In a pivotal decision, the UK Supreme Court in Enka Insaat Ve Sanayi AS v OOO Insurance Company Chubb [2020] UKSC 38 addressed a longstanding conflict in international arbitration law: which system of law governs an arbitration agreement when the governing law of the main contract and the arbitral seat differ?
Background
The dispute stemmed from a construction contract between Enka, a Turkish engineering firm, and Energoproekt (later transferred to Unipro), a Russian company. Following a catastrophic fire at a Russian power plant in 2016, Unipro’s insurer, Chubb Russia, sought compensation from Enka in Russian courts despite the contract’s arbitration clause providing for arbitration in London under the ICC Rules.
Enka sought an anti-suit injunction from English courts to stop the Russian proceedings, arguing the arbitration agreement should be governed by English law as the law of the arbitral seat. Chubb Russia contended Russian law governed, given the main contract’s Russian law clause.
The Supreme Court’s Key Findings
- Primary Question: What law governs the arbitration agreement if there is no express choice of law?

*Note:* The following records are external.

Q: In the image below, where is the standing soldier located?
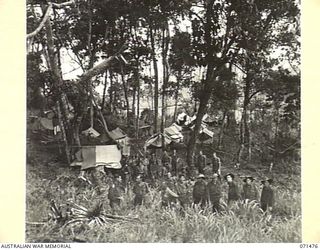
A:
[224,173,240,205]
[171,149,178,175]
[207,173,222,213]
[108,175,123,212]
[133,175,147,207]
[192,174,207,208]
[211,152,221,175]
[162,150,171,165]
[242,176,259,201]
[197,150,207,174]
[260,179,275,212]
[177,174,188,208]
[161,172,179,207]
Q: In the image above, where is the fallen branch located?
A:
[78,45,127,83]
[27,4,52,39]
[51,0,75,9]
[26,221,46,226]
[27,0,75,39]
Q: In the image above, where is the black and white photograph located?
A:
[24,0,302,243]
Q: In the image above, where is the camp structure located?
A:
[71,127,127,170]
[197,124,214,144]
[109,127,130,156]
[109,127,127,142]
[164,123,183,142]
[144,133,172,149]
[71,145,121,170]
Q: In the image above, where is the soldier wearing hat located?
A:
[132,175,147,207]
[224,173,240,204]
[211,152,221,175]
[241,176,259,201]
[197,150,207,174]
[192,174,207,208]
[108,175,124,212]
[260,179,275,212]
[160,172,179,207]
[176,173,188,208]
[207,173,222,213]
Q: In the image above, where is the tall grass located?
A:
[26,168,301,242]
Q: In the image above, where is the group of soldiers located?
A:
[104,151,274,212]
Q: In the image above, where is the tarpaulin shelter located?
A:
[71,145,121,170]
[144,133,172,148]
[164,123,183,142]
[81,127,100,138]
[109,127,130,156]
[109,127,127,141]
[197,124,214,143]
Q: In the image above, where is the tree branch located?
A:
[189,10,205,25]
[78,45,127,83]
[27,0,75,39]
[27,4,52,39]
[249,89,262,100]
[49,0,75,9]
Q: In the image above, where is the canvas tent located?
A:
[144,133,172,148]
[198,125,214,143]
[71,145,121,170]
[164,123,183,142]
[109,127,130,156]
[109,127,127,141]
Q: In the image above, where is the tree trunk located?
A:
[218,110,228,149]
[120,63,130,126]
[149,22,159,133]
[101,71,108,112]
[41,6,71,164]
[109,70,115,113]
[131,83,137,121]
[237,70,252,162]
[136,68,140,139]
[172,80,179,122]
[273,105,280,164]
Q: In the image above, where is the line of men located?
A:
[108,172,275,215]
[122,150,221,182]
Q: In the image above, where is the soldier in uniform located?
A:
[132,175,147,207]
[160,172,179,207]
[241,176,259,201]
[192,174,207,208]
[207,173,222,213]
[176,174,188,208]
[108,175,123,212]
[197,150,207,174]
[224,173,240,205]
[171,149,178,175]
[211,152,221,175]
[260,179,275,212]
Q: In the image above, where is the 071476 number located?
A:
[300,244,318,248]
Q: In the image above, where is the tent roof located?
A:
[164,123,183,140]
[145,133,172,148]
[110,127,127,140]
[81,127,100,138]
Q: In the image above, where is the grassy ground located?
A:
[26,151,301,242]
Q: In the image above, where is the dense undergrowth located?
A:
[26,158,301,242]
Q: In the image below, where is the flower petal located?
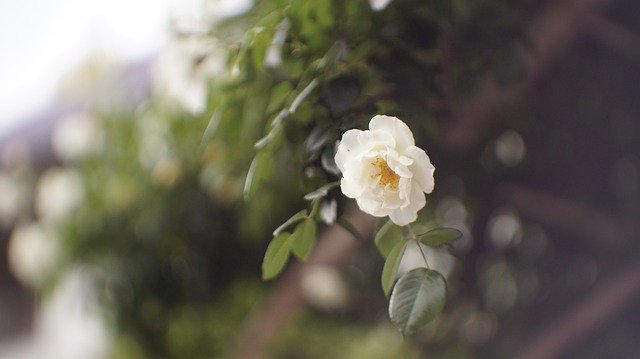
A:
[369,115,415,149]
[340,177,364,198]
[406,146,436,193]
[389,184,427,226]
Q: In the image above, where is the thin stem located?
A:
[416,241,431,269]
[308,198,322,218]
[406,225,431,269]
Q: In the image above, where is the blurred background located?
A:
[0,0,640,358]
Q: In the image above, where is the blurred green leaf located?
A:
[262,232,291,280]
[491,46,526,87]
[418,228,462,247]
[338,217,365,241]
[304,181,340,201]
[320,145,340,176]
[243,151,274,199]
[267,81,293,113]
[273,209,309,236]
[291,218,317,260]
[322,74,362,114]
[374,220,403,258]
[389,268,447,337]
[382,240,409,296]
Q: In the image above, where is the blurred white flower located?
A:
[0,268,113,359]
[398,241,457,278]
[369,0,393,11]
[7,223,59,288]
[154,37,226,115]
[35,168,84,224]
[320,199,338,225]
[51,112,102,161]
[335,115,435,226]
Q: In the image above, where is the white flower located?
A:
[335,115,435,226]
[35,167,85,224]
[51,112,103,161]
[7,222,59,288]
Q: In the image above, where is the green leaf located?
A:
[273,209,309,237]
[382,240,409,296]
[291,218,317,261]
[267,81,293,113]
[262,232,291,280]
[374,220,402,258]
[304,181,340,201]
[243,151,273,199]
[337,217,366,242]
[389,268,447,337]
[418,228,462,247]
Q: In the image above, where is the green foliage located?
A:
[32,0,526,358]
[273,209,309,237]
[291,218,317,260]
[374,220,403,258]
[417,228,462,247]
[389,268,446,337]
[382,239,409,296]
[262,232,293,280]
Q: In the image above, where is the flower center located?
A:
[371,157,400,190]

- Ruling: The law of the arbitral seat applies (here, English law) in the absence of an express or implied choice of law for the arbitration agreement, reinforcing the separability of arbitration clauses from the main contract.
- Reasoning: The Court emphasized that:
- Arbitration agreements are often separable from the main contract (as under section 7 of the Arbitration Act 1996).
- Applying the law of the arbitral seat enhances certainty, predictability, and coherence in arbitration, particularly where the seat’s law regulates arbitration procedure and enforcement.
- This interpretation is supported by international practice and jurisprudence (e.g., Singapore, India).
- Impact on the Field:
- This decision overruled the Sulamérica precedent that favored the main contract’s law unless displaced by strong factors.
- It promotes London as a premier arbitration hub by affirming the significance of curial law in arbitration.
- The ruling guides drafters and legal practitioners in cross-border contracts, highlighting the need for clear, express choices of law for arbitration agreements.
- Effect on Anti-Suit Injunctions: The Supreme Court upheld the anti-suit injunction restraining Chubb Russia’s Russian proceedings, citing breach of the arbitration agreement governed by English law.
Why This Matters
This ruling addresses a critical ambiguity in international arbitration, balancing party autonomy and legal certainty. It ensures consistent treatment of arbitration agreements and affirms the centrality of the chosen seat’s legal framework in governing disputes.
Timeline of Events
Stage | Date |
---|---|
Supreme Court Judgment | 9 October 2020 |
Construction Contract | 27 June 2012 |
Fire Incident | 1 February 2016 |
Moscow Court Proceedings Initiated | 25 May 2019 |
English Court Anti-Suit Injunction | 29 April 2020 |
Arbitration Notice | 10 January 2020 |
Key Takeaways for Legal Practitioners
- When drafting contracts with arbitration clauses, specify the governing law of the arbitration agreement to avoid ambiguity.
- Choosing a seat of arbitration implies curial law, but not necessarily the governing law of the arbitration agreement unless clearly expressed.
- Expect increased reliance on English law and London as a trusted arbitration venue.